I think self._move_model_to_device(self.teacher,self.model.device) just sets the teacher model to use GPU if it’s available (or at least puts it on whatever device the student model is on), since the Trainer class already does that automatically for the student model when it’s passed in: transformers/trainer.py at c4ad38e5ac69e6d96116f39df789a2369dd33c21 · huggingface/transformers · GitHub

Hope this helps!

2 Likes

Yes, it helps. Few more clarification on your answer!

But in the class DistillationTrainer(Trainer): both models are passed, if you see here

trainer = DistillationTrainer(
    **student_model,**
    training_args,
    **teacher_model=teacher_model,**
    train_dataset=train_data,
    eval_dataset=val_data,
    tokenizer=tokenizer,
    compute_metrics=compute_metrics,
    
)

Why you say that << the student model is the one being passed to the Trainer 's model property,>>

And teacher model is just for purpose to calculate loss?

And one more basic doubt is:

In this code:

 loss_function = nn.KLDivLoss(reduction="batchmean")
        loss_logits = (loss_function
                       (
            F.log_softmax(outputs_student.logits / self.args.temperature, dim=-1),
            F.softmax(outputs_teacher.logits / self.args.temperature, dim=-1)
                       ) * (self.args.temperature ** 2)
                      )

Why are we using log_softmax for student and softmax for teacher?
Also what is the purpose of KLDivLoss? What it is doing?

The DistillationTrainer is a new custom class that’s being created in your notebook, which is subclassing the Trainer class (which is from Hugging Face’s transformers). So even though you pass both the student_model and teacher_model to the DistillationTrainer, note that this section of the code:

class DistillationTrainer(Trainer):
    def __init__(self, *args, teacher_model=None, **kwargs):
        super().__init__(*args, **kwargs)
        self.teacher = teacher_model
        # etc...

means that the teacher model is being saved in the DistillationTrainer as self.teacher, while the student model is being passed up through to the Trainer’s init function as the first parameter when you run:

trainer = DistillationTrainer(
    student_model, # This is a positional argument, captured in *args and passed to super().__init__
    training_args,
    teacher_model=teacher_model,
    train_dataset=train_data,
    eval_dataset=val_data,
    tokenizer=tokenizer,
    compute_metrics=compute_metrics,
)

If we look at where self.teacher gets used, it’s actually only called in the compute_loss() function. (The Trainer class doesn’t use a self.teacher property)

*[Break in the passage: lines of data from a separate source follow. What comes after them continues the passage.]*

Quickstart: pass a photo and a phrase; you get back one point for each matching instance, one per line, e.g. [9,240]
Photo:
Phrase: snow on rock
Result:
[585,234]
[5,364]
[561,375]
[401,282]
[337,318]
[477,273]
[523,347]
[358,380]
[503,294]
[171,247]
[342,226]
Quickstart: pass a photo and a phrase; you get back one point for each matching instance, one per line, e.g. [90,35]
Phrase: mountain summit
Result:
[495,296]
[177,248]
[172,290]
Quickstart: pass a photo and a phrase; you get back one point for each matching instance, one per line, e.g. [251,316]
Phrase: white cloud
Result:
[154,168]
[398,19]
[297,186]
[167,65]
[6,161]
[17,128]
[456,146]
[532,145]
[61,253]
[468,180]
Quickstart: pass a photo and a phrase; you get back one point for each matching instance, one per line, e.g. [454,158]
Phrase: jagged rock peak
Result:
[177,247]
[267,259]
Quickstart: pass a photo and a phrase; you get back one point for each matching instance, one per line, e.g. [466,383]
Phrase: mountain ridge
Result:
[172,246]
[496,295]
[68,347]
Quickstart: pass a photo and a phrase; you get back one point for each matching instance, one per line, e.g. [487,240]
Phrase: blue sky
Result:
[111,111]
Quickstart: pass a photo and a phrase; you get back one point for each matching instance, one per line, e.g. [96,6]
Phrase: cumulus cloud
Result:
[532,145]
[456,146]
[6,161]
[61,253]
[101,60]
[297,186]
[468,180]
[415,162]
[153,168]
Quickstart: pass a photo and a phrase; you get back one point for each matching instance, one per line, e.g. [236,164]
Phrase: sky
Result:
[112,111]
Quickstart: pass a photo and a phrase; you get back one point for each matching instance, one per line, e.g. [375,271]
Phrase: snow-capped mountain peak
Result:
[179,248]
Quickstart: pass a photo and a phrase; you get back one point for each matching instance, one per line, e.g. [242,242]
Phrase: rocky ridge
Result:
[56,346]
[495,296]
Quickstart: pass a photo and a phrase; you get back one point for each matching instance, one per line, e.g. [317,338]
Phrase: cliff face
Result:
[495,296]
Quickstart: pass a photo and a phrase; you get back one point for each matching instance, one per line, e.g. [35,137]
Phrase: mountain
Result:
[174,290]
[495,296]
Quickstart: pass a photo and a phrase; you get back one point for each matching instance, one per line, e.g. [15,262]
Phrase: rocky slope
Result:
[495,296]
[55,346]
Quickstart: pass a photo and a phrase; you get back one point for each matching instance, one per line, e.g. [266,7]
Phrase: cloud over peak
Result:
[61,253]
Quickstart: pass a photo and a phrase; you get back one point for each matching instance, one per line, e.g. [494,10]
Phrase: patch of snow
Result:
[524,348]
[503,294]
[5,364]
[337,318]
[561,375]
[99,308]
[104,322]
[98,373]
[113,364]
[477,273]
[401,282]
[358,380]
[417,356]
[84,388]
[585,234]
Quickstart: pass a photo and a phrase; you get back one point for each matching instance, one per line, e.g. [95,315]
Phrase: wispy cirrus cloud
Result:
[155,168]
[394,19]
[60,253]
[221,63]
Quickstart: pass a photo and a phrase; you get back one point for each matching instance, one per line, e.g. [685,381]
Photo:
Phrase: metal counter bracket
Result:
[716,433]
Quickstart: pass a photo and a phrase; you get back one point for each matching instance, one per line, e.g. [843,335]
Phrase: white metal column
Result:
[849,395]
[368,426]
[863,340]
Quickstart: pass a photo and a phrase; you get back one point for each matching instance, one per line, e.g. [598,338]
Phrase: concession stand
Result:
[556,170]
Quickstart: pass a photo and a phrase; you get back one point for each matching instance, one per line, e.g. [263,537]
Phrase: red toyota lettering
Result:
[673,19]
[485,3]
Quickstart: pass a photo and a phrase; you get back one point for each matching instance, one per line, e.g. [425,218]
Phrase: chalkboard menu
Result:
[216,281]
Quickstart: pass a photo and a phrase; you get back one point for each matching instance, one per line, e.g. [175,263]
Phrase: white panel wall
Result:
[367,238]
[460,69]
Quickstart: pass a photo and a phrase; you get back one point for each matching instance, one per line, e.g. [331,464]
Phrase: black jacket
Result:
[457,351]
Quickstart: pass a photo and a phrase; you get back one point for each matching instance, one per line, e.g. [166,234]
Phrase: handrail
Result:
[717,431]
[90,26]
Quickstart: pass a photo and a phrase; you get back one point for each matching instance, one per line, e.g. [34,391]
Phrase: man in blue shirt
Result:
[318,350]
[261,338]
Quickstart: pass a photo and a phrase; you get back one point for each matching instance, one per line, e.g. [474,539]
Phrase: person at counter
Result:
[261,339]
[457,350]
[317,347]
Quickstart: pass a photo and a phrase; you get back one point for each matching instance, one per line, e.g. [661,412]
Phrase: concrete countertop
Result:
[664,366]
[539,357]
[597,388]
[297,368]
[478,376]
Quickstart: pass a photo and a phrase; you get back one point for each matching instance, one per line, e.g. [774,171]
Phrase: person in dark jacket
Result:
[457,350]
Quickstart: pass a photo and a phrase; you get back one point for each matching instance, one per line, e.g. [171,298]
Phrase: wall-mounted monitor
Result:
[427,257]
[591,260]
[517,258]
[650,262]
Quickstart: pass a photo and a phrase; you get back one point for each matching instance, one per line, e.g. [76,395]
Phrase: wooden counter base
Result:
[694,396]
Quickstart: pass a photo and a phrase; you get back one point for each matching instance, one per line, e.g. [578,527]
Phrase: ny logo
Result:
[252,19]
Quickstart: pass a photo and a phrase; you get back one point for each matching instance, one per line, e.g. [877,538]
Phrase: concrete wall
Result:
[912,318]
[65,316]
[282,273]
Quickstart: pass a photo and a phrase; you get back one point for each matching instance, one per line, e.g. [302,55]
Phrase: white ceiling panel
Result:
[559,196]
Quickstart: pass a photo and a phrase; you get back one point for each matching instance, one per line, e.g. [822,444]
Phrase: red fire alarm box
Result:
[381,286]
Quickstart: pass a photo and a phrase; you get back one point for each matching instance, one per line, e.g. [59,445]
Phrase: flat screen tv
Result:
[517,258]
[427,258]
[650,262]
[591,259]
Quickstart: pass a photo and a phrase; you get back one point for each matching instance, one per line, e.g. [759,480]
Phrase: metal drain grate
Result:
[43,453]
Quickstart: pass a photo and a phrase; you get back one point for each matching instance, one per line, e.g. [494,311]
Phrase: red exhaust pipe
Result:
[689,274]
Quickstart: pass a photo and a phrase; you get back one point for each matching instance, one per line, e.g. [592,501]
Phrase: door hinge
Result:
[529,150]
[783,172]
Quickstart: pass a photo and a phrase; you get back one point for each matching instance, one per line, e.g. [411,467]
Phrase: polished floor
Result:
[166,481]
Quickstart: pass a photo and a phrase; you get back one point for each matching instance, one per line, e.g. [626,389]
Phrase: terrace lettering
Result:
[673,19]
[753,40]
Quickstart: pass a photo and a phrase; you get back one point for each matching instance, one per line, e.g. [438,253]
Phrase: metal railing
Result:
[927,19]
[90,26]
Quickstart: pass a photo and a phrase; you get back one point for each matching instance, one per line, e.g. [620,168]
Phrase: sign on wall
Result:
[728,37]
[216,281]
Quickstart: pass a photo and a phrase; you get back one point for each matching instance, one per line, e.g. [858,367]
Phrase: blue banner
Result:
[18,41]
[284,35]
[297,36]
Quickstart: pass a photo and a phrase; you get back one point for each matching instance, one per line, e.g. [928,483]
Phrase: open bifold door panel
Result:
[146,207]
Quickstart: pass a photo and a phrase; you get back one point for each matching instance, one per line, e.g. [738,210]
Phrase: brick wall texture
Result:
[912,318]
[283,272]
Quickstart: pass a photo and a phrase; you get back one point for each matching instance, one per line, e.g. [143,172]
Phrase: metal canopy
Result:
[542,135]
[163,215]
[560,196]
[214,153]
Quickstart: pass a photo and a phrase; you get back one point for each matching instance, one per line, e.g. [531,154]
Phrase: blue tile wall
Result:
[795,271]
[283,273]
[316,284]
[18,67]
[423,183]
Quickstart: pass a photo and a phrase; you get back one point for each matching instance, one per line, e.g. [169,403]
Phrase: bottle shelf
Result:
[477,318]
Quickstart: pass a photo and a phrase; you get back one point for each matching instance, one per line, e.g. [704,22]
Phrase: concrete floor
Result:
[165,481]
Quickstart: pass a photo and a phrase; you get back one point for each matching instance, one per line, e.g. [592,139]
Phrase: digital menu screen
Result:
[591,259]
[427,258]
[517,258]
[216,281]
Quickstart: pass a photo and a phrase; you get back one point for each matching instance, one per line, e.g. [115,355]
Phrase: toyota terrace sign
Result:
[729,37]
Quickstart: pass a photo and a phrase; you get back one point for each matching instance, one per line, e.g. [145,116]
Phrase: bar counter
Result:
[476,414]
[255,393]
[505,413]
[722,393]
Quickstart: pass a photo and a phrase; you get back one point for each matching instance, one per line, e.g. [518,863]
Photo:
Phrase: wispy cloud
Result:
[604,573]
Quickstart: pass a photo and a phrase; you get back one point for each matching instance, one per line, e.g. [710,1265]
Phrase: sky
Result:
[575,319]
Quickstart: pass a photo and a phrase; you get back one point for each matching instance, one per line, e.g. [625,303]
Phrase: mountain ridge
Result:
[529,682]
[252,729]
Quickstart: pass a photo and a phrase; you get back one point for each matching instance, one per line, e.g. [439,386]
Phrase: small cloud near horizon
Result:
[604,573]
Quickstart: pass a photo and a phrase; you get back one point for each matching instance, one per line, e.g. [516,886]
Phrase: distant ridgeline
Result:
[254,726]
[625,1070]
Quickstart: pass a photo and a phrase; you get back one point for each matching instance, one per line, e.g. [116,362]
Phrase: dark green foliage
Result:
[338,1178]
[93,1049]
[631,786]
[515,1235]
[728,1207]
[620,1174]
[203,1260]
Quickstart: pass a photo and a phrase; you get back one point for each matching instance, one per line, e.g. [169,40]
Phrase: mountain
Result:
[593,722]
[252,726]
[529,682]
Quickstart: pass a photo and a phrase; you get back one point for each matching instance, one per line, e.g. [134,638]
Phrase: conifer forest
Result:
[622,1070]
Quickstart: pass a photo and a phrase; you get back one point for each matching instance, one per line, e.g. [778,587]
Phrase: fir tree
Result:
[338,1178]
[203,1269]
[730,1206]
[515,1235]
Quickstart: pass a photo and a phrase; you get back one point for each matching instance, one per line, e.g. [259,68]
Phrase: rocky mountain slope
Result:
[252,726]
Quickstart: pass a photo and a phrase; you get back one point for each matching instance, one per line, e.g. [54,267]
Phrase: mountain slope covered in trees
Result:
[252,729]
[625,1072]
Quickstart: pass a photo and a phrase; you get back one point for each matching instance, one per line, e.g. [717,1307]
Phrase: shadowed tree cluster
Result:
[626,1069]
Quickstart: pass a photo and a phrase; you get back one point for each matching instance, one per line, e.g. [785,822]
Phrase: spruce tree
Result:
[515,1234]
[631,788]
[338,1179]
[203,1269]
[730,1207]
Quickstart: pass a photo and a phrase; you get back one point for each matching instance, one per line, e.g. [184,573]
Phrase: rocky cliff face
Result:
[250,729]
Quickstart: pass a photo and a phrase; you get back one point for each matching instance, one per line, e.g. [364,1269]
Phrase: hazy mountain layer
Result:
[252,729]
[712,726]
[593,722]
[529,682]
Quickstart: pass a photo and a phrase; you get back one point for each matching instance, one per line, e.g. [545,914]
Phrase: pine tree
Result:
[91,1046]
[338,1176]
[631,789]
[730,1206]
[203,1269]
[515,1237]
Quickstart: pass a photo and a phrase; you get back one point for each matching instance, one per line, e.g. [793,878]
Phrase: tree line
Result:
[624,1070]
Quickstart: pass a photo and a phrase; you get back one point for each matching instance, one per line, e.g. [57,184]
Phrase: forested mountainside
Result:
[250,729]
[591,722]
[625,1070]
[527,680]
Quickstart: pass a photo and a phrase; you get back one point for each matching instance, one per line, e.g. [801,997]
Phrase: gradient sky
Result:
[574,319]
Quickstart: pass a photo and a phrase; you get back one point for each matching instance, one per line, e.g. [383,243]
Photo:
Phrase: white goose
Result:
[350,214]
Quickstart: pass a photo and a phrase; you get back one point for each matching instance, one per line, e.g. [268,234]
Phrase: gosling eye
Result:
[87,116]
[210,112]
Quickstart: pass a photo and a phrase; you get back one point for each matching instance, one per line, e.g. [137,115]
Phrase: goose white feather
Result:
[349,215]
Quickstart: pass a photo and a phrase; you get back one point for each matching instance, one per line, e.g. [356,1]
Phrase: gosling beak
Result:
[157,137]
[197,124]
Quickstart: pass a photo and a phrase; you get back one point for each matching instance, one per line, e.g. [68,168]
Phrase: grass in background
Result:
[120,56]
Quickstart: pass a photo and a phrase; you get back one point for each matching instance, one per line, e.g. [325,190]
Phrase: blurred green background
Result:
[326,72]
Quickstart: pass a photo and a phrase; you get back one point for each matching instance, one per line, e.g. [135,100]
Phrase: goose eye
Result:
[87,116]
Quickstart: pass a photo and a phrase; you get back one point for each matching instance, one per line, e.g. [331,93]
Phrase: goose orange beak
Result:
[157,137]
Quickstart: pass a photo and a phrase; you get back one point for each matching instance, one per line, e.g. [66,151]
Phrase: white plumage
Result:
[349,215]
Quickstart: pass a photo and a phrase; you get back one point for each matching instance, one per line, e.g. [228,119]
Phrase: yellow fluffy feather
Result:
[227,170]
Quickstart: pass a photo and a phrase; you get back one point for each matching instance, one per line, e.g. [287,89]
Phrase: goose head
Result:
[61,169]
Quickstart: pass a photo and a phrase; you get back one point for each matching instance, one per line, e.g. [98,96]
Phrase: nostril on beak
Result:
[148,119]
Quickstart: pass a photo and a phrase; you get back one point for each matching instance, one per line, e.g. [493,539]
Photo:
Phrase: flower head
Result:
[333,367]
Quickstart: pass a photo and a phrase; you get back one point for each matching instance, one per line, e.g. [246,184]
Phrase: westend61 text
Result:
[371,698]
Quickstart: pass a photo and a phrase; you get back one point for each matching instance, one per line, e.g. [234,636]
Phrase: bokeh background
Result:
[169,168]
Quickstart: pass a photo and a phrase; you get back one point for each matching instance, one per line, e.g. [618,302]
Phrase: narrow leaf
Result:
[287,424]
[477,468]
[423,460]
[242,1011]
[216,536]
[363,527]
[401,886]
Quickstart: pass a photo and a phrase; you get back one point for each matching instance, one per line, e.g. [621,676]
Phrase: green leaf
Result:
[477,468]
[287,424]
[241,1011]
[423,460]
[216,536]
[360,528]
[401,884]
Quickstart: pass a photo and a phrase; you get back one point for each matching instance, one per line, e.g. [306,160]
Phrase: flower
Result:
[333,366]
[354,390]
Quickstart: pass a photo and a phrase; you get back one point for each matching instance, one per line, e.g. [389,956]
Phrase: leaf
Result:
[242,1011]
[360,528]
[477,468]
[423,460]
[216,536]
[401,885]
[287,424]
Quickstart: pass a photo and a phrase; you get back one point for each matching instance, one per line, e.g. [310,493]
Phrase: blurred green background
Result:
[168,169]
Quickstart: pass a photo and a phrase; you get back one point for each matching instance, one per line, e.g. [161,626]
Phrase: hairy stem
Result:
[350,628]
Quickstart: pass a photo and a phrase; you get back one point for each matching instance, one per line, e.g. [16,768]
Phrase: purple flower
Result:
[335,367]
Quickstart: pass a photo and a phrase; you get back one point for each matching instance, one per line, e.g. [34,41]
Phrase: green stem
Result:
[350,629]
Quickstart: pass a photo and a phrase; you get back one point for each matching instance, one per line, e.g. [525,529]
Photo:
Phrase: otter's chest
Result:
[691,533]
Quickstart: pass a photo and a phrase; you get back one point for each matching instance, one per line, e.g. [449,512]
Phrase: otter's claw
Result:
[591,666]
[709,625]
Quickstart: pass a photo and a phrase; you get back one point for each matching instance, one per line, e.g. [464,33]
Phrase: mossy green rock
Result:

Are you familiar with subclasses and super in Python? If not, reading into that might help a bit!

As for the other questions, they’re out of my expertise but this GitHub issue seems to explain it pretty well! (kd loss · Issue #2 · haitongli/knowledge-distillation-pytorch · GitHub) Here’s a Reddit thread specifically about KLDivLoss, which seems to be commonly used in knowledge distillation: Reddit - Dive into anything

This is pretty neat, I’ve learned a lot through researching for your question :hugs:

2 Likes

I learned a lot through your answers!! Thanks.

1 Like

Hi @NimaBoscarino , Why in the paper they mention that <<In our experiments, we have observed that dis- tilled models do not work well when distilled to a different model type. Therefore, we restricted our setup to avoid distilling RoBERTa model to BERT or vice versa. The major difference between the two model groups is the input token (sub-word) em- bedding. We think that different input embedding spaces result in different output embedding spaces, and knowledge transfer with different spaces does not work well>>

At the end, we are only taking KLDiversion Loss between 2 dimensional logit vector, right ? So can’t we use Roberta XLM large model as teacher and Bert base as student. Both have different tokenization. Or we can still push our code to train whatever we want, but technically its not wise to do this?

Oooh, I don’t know enough about that to comment on it :grimacing: I think that what they mean in the paper is that you could use those as teacher + student, but you might not be super impressed with the results. That’s my intuition though, so I might be wrong!

1 Like

can anyone help to perform task specific knowledge distillation on NER task.